With the amount of data available, it is next to impossible to form an informed opinion on the basic of their conclusions.
The correlation between heart disease and normal to high levels of testosterone
Many of the studies conducted in the United States shown a direct connection between heart disease and testosterone. The relationship was more pronounced in case of elevated testosterone concentrations in blood as compared to normal levels.
This has led scientists from this group to conclude that testosterone may be the reason for the frequency of heart disease to be more in males as compared to females. They posit that testosterone may have properties that damage the heart while estrogen protect it from disease.
The evidence was, however, not so strong as to consolidate this hypothesis as a fact. There is still a long way to go before such a statement may be considered a proven.
What is the significance of a correlation between testosterone and heart disease?
If testosterone in normal concentrations is indeed detrimental to the heart, there is nothing that can be done about it. This would just be one of those phenomena which makes one gender more at risk to a condition than the other.
But the real question of disagreement would arise in the case of hormone replacement therapy for testosterone in patients that have a preexisting heart condition. This would mean that individuals with heart disease would be bad candidates for such hormone therapies.
This would be huge setback for those men that require artificial testosterone supplementation, but would be denied that due to their heart condition.
The opponents of this school of thought insist that if the dosage is monitored carefully, there should be no reason for depriving patients in need from artificial testosterone.
The matter is highly debated, with no agreement seen in sight.
The correlation between dropping testosterone levels and heart disease
The studies that claim testosterone to be a causative agent in heart disease are matched equally in number (and fervor) by the studies that conclude a connection between heart disease and low testosterone levels. Such stark contrasts in conclusion mean that neither group has quite proved anything conclusively.
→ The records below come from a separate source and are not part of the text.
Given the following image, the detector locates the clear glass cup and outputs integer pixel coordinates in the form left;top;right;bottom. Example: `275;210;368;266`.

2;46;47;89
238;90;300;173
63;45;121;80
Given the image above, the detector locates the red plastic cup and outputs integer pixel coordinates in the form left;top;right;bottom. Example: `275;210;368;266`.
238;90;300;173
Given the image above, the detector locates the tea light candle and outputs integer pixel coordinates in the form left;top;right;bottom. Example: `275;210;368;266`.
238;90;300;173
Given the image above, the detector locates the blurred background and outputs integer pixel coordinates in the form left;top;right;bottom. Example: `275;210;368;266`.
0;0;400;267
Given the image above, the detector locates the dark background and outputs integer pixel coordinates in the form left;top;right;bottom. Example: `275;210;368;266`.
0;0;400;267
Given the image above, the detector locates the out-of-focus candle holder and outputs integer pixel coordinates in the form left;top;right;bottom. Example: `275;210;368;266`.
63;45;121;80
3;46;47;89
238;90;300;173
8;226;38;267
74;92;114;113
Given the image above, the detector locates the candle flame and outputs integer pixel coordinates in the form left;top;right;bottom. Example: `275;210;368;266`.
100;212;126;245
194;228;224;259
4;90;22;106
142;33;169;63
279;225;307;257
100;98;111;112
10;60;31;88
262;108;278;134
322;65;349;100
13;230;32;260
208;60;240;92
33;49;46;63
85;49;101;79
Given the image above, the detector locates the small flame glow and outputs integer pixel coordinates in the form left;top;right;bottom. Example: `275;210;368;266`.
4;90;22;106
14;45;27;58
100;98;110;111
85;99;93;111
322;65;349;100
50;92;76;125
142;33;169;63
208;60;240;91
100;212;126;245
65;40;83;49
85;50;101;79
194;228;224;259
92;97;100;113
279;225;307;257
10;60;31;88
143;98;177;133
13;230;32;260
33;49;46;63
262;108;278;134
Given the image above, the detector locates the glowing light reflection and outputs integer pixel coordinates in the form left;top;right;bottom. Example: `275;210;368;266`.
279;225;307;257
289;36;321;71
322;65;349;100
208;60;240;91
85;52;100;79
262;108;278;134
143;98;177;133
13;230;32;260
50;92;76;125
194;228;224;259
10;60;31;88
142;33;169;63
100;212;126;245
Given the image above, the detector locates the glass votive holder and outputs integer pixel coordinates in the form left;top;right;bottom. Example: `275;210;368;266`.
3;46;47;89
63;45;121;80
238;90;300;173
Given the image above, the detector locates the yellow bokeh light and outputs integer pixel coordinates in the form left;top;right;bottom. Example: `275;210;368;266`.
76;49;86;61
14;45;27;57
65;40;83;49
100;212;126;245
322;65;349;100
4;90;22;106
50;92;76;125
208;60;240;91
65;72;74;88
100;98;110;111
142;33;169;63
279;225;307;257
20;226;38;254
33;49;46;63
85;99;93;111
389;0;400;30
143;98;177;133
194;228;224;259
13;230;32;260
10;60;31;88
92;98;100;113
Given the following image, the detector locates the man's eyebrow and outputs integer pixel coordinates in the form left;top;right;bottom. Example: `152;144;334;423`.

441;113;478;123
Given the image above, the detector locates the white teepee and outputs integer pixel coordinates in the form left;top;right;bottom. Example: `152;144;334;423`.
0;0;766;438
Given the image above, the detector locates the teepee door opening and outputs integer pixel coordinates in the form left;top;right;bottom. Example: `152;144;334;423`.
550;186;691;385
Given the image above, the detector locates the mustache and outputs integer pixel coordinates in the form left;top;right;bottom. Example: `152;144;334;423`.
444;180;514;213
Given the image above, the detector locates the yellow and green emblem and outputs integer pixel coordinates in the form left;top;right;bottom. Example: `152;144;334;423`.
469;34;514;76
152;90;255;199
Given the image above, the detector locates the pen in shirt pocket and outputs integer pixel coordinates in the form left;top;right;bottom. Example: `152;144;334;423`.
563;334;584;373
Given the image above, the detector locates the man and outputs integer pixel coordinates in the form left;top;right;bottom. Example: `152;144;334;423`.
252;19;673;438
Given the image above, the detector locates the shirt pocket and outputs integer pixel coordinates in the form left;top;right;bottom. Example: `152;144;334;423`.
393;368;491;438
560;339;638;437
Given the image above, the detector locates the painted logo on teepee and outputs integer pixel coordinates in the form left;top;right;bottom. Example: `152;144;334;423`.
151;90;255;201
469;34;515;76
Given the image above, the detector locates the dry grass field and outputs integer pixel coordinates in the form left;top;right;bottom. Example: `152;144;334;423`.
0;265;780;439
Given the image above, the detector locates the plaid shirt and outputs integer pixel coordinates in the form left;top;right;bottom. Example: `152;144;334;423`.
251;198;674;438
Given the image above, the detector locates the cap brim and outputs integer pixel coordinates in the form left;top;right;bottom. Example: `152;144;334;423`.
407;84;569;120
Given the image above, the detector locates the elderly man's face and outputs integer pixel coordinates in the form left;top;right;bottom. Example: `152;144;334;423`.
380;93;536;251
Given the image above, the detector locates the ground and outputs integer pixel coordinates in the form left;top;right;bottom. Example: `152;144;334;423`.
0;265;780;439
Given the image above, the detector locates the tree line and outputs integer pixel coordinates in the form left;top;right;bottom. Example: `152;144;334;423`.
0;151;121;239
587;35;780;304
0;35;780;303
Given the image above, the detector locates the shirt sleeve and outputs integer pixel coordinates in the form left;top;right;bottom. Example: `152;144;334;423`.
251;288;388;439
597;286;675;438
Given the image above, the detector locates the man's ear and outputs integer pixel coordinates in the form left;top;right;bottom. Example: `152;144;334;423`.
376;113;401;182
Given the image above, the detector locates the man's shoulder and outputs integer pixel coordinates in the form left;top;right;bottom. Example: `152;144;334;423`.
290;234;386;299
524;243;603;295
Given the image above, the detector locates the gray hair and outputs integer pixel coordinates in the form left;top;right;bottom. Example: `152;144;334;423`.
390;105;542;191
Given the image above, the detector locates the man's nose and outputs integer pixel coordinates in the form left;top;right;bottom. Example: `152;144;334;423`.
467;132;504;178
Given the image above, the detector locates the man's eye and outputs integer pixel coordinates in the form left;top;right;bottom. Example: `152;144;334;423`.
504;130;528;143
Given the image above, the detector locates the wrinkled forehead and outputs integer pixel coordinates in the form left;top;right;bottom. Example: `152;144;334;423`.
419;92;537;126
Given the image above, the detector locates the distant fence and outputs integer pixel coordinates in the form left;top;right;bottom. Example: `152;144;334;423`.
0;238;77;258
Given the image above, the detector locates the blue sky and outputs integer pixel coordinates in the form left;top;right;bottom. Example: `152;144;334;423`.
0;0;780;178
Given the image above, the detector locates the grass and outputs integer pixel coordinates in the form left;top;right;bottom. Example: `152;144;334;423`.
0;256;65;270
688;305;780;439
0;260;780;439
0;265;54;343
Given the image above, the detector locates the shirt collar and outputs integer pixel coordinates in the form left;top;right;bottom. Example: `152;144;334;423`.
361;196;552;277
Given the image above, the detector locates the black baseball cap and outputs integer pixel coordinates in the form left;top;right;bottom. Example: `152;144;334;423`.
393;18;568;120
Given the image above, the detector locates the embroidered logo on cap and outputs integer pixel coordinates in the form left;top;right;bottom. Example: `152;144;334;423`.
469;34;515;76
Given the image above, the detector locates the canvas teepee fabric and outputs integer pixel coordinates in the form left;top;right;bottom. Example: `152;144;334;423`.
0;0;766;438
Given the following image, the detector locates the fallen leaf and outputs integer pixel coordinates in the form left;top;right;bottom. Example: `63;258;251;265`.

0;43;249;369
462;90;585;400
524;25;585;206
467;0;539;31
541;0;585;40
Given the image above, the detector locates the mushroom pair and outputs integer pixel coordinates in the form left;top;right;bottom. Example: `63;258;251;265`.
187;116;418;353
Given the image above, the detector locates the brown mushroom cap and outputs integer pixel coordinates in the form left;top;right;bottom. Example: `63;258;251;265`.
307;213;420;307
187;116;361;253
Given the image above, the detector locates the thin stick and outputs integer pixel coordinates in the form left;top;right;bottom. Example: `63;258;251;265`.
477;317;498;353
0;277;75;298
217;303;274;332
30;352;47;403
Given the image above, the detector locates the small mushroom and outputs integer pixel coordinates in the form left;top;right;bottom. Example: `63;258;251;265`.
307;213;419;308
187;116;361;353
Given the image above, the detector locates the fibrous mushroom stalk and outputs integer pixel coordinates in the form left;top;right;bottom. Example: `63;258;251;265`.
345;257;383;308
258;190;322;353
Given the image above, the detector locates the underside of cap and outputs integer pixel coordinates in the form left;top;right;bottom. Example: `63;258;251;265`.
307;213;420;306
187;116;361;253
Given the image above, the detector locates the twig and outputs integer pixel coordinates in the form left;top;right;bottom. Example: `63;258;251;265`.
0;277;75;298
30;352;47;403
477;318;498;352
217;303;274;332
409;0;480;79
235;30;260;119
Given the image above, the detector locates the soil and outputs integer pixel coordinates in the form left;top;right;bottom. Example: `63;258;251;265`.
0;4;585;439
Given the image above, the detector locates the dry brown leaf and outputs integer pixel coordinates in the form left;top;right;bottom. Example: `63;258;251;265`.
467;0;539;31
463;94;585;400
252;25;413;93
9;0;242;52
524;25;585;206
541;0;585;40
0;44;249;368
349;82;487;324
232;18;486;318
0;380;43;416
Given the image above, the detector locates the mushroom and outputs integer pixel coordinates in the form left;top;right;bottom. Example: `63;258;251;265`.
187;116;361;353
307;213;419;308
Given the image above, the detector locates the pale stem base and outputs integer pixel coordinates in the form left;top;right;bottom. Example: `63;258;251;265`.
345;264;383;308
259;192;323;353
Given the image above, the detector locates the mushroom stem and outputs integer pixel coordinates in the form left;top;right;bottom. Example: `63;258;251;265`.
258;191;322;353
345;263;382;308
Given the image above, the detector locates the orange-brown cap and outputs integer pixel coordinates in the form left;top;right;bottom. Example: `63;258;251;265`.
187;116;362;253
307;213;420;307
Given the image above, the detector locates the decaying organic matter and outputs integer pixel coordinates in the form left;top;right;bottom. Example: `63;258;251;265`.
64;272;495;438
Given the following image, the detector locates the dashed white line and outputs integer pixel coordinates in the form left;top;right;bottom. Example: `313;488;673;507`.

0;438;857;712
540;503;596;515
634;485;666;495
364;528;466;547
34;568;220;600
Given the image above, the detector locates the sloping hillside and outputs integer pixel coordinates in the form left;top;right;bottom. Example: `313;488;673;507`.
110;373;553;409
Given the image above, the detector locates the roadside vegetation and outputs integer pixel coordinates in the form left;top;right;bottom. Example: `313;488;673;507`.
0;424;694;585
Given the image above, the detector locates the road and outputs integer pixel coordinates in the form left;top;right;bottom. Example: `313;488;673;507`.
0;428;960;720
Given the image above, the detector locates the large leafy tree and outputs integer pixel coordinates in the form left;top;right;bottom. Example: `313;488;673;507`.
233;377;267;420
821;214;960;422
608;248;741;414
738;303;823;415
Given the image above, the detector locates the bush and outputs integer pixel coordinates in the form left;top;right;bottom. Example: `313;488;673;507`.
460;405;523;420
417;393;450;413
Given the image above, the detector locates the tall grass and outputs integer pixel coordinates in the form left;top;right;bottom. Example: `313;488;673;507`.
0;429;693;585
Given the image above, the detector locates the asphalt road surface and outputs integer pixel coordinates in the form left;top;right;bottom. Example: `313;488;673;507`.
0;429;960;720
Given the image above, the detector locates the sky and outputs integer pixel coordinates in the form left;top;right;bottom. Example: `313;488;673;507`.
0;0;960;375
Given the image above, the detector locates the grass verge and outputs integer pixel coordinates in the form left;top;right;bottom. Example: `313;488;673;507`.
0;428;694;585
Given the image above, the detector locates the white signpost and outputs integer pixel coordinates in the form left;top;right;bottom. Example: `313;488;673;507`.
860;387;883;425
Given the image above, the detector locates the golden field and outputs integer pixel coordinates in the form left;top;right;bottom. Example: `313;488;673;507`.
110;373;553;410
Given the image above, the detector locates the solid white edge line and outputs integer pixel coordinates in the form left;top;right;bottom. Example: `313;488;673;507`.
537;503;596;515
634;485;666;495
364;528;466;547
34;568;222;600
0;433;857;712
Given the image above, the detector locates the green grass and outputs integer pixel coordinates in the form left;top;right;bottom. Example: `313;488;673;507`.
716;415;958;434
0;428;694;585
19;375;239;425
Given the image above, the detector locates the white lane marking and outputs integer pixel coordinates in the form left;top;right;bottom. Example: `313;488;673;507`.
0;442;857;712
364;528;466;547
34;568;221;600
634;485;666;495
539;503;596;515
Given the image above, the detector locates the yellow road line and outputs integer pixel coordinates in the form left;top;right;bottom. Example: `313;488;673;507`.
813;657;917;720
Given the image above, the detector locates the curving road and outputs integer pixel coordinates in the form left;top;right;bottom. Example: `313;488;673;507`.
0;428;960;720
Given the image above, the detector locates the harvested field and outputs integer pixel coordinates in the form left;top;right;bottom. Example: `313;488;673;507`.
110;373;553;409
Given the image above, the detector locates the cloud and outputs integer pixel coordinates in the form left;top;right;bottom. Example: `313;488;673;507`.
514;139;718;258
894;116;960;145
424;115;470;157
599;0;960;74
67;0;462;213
This side of the argument maintains that the when testosterone levels lower with age, that is when males experience maximum incidences of heart disease. The scientists of this group have found results that exactly contradict the other group’s finding; they have found that those that had showed symptoms of infertility and decreased libido has more incidences of coronary heart disease, cardiac infarcts and heart attacks. And they had concurrently shown lower than normal testosterone levels as well.
Again, none of these studies have conclusively proven this phenomenon, but the correlation has been very strong.
The implications of a connection between low testosterone and heart disease
Such a scenario would mean that hormone replacement would be tremendously helpful to those men with low testosterone levels and concurrent heart disease. It would indicate that supplementing the hormone in appropriate dosages should actually help the heart.
But caution is warranted in this scenario in the administration of testosterone despite the favorable results. Artificially supplemented hormones are known to be harmful to the heart even when their natural counterparts are not. Hence monitoring cardiac function is of utmost importance when taking testosterone replacement therapy.
What about normal testosterone levels and heart disease?
None of the above mentioned studies have shown a direct link between within range testosterone levels and cardiac ailments. In the case where normal levels were associated with heart disease, the patients almost invariably on artificial hormones supplemented in injectable or oral forms. In the case of naturally induced normal testosterone levels, the ill effects were almost non-existent.
This speaks very favorably about natural methods to boost testosterone. It makes sense anyways to refrain from putting anything artificial in the body when it is naturally capable of performing that function.
What can be safely concluded from these confounding studies?
The most honest answer to this question would be absolutely nothing! But that does not mean that valuable lessons may not be learnt from it. The first would be that both excess and dearth of available testosterone can be extremely harmful. So it is best to do everything one can to maintain optimum levels of this hormone in the body.
Moreover, the decision to undergo hormone replacement should be very carefully evaluated in light of the recent findings, which is more reason to try Spartagen XT, since it raises testosterone without hormone replacement.
Unless there are more through researches done, the debate about the role of testosterone in the occurrence of heart disease may not be resolved. But that does not mean that one should give up trying to maintain optimum testosterone levels. Balance is the key to prevent the side effects of testosterone and lead a healthy life.